Zhenjiang Sports and Exhibition Center
- Location: Nanxu New Town, Zhenjiang, Jiangsu, China
- Coordinates: 32°10′37″N 119°25′19″E﻿ / ﻿32.1769°N 119.4220°E
- Capacity: 31,200 (stadium), 6,405 (arena)

Website
- www.zjtycyfzyxgs.com

= Zhenjiang Sports and Exhibition Center =

Sports venue in Zhenjiang, Jiangsu, China

The Zhenjiang Sports and Exhibition Center (镇江体育会展中心) is a complex of sports and exhibition facilities in Zhenjiang, Jiangsu, China. It is located in the center of Nanxu New Town (南徐新城), north of Danshan Park (蛋山公园), occupying an area of 690 mu.

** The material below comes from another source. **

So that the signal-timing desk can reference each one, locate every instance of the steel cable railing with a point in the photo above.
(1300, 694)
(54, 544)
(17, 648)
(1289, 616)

The complex comprises a multi-purpose stadium named Zhenjiang Sports Centre Stadium with 31,200 seats, a separate 77,537-square-meter indoor stadium and exhibition building, and a 41,115-square-meter comprehensive training building. The indoor stadium has a seating capacity of 6,405, including 4,845 fixed seats and 1560 moveable ones, and the exhibition hall can accommodate 503 standard-sized stalls. The comprehensive training building, also called the Citizens' Sport Center, includes a swimming and diving center, a tennis center, a table tennis center, and other facilities for aerobics, dancing, martial arts, etc.